Crise des réfugiés : alors que l'Europe débloque 10 milliards d'euros, les Etats ne mettent pas réellement en oeuvre les mesures qu'ils ont promises


Passer de la parole aux actes est décidément difficile pour les Etats membres de l'UE, y compris sur le volet sécuritaire. Il est bien plus aisé, au regard de la culture politique nationale, d'adresser des injonctions à l'Europe, que de faire appliquer les décisions prises conjointement.
C'est du moins ce qui ressort d'un rapport de mise en œuvre présenté par la Commission, faisant un bilan de la situation.

La situation est grave puisque plus de 710 000 personnes ont gagné l’Europe au cours des neuf premiers mois de l’année, et, d'après la Commission, cette tendance est appelée à se poursuivre.
Or, les efforts européens sont conséquents : près de 10 milliards d'euros sont débloqués en 2015 et 2016.

Des financements européens conséquents

L'Union européenne a:
  • engagé une aide d'urgence pour 2015 de 100 millions d'euros;
  • renforcé les trois agences clés avec 120 postes supplémentaires (60 pour FRONTEX, 30 pour le Bureau européen d’appui en matière d’asile et 30 pour EUROPOL);
  • annoncé des fonds supplémentaires pour l'instrument européen de voisinage (300 millions d'euros) et le redéploiement d'autres fonds de l'UE de sorte que le Fonds d'affectation spéciale de l'UE pour la Syrie puisse atteindre au moins 500 millions d'euros cette année;
  • prévu une augmentation des fonds en faveur de l'aide humanitaire de 500 millions d'euros (200 millions d'euros en 2015 et 300 millions d'euros en 2016);
  • décidé des engagements supplémentaires pour 2016, d'un montant de 600 millions d'euros, en vue d'accroître les fonds d'urgence alloués aux questions migratoire.
Au total, cela signifie, d'après la Commission, que les fonds disponibles pour la gestion de la crise des réfugiés s'élèveront à 9,2 milliards d'euros en 2015 et 2016.  En outre :
  • Le Parlement européen et le Conseil devraient adopter les modifications au budget 2016, conformément à la proposition de la Commission;
  • Les États membres doivent concrétiser l'engagement de 500 millions d'euros en appui de l'aide humanitaire en faveur des réfugiés pour atteindre 1 milliard d'euros;
  • Les États membres doivent égaler les 500 millions d'euros de fonds dégagés sur le budget de l'UE en faveur du Fonds régional d'affectation spéciale de l'UE en réponse à la crise syrienne et les 1,8 milliard d'euros de fonds de l'UE en faveur du Fonds d'affectation spéciale de l'UE pour l'Afrique.

Des capacités en zones de crise à améliorer

La Grèce a désigné 5  zones de crise, à savoir Lesbos, Chios, Leros, Samos et Kos.
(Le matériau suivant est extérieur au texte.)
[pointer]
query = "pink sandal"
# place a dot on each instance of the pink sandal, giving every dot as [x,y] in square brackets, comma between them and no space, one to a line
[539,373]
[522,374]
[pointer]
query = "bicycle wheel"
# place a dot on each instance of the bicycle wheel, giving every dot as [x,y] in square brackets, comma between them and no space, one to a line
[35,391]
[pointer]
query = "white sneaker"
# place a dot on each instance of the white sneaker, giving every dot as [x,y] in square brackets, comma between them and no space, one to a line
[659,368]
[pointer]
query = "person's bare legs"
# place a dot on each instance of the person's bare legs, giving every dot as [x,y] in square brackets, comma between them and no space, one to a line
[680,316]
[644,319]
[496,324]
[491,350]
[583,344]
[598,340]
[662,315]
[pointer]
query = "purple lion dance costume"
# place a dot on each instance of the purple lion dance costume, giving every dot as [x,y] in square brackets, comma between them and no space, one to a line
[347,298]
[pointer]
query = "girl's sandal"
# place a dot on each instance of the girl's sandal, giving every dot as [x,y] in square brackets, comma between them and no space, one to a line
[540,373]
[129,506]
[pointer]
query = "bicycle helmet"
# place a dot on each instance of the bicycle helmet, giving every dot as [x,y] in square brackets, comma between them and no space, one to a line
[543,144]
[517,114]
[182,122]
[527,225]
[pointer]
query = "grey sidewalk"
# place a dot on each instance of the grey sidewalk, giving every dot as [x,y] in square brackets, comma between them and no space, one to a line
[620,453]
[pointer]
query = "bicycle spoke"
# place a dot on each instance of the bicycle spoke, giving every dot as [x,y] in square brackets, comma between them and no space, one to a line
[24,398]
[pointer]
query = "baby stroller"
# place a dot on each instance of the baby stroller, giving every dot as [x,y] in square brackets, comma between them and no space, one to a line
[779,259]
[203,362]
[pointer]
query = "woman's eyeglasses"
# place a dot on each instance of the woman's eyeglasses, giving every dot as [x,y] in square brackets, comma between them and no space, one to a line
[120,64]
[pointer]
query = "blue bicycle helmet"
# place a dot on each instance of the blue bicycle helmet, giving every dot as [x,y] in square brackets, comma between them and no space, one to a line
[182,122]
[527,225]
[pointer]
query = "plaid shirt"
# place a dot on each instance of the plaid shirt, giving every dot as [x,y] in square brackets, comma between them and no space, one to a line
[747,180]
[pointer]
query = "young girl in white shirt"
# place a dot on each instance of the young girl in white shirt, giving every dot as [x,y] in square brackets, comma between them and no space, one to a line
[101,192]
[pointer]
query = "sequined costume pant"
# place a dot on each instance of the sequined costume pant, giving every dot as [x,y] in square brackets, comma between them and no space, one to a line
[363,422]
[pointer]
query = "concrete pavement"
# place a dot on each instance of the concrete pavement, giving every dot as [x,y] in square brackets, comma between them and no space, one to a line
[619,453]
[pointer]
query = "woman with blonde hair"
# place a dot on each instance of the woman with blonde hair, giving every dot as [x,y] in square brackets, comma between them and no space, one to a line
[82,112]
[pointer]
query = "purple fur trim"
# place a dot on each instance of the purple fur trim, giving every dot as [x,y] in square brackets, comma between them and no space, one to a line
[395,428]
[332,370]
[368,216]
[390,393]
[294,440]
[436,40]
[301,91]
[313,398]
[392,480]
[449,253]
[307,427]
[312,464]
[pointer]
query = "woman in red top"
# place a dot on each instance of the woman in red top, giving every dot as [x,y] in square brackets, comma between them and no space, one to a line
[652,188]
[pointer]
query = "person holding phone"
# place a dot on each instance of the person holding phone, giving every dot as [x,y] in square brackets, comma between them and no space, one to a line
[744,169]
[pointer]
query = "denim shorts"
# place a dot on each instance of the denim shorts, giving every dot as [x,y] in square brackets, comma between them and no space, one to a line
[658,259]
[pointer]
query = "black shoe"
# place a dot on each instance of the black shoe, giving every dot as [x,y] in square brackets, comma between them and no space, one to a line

L'Italie a désigné 6 zones : Augusta, Lampedusa, Porte Empedocle, Pozallo, Taranto et Trapani comme zones de crise.
La première équipe d'appui à la gestion des flux migratoires, qui opère à Lampedusa, est actuellement constituée de deux équipes de débriefing de Frontex et d'experts de le Bureau européen d’appui en matière d’asile affectés au centre de crise et à un centre voisin utilisé pour la relocalisation. Frontex a déjà déployé 42 agents invités et le Bureau européen d’appui en matière d’asile a envoyé 6 experts.
  
Pour que l'approche des zones et centres de crise soit efficace, il est, d'après la Commission, essentiel d'augmenter les capacités d'accueil pour pouvoir héberger les demandeurs d'asile en attente de relocalisation. 
Il faut également des capacités de rétention adaptées pour accueillir les migrants en situation irrégulière avant que les décisions de retour ne soient exécutées. 
L'Italie a renforcé ses capacités d'accueil et a ouvert, dans quatre des zones de crise recensées, des centres de premier accueil pouvant héberger 1 500 personnes environ. Un millier de places supplémentaires seront disponibles d'ici la fin de l'année, ce qui portera la capacité de premier accueil à 2 500 personnes au total. 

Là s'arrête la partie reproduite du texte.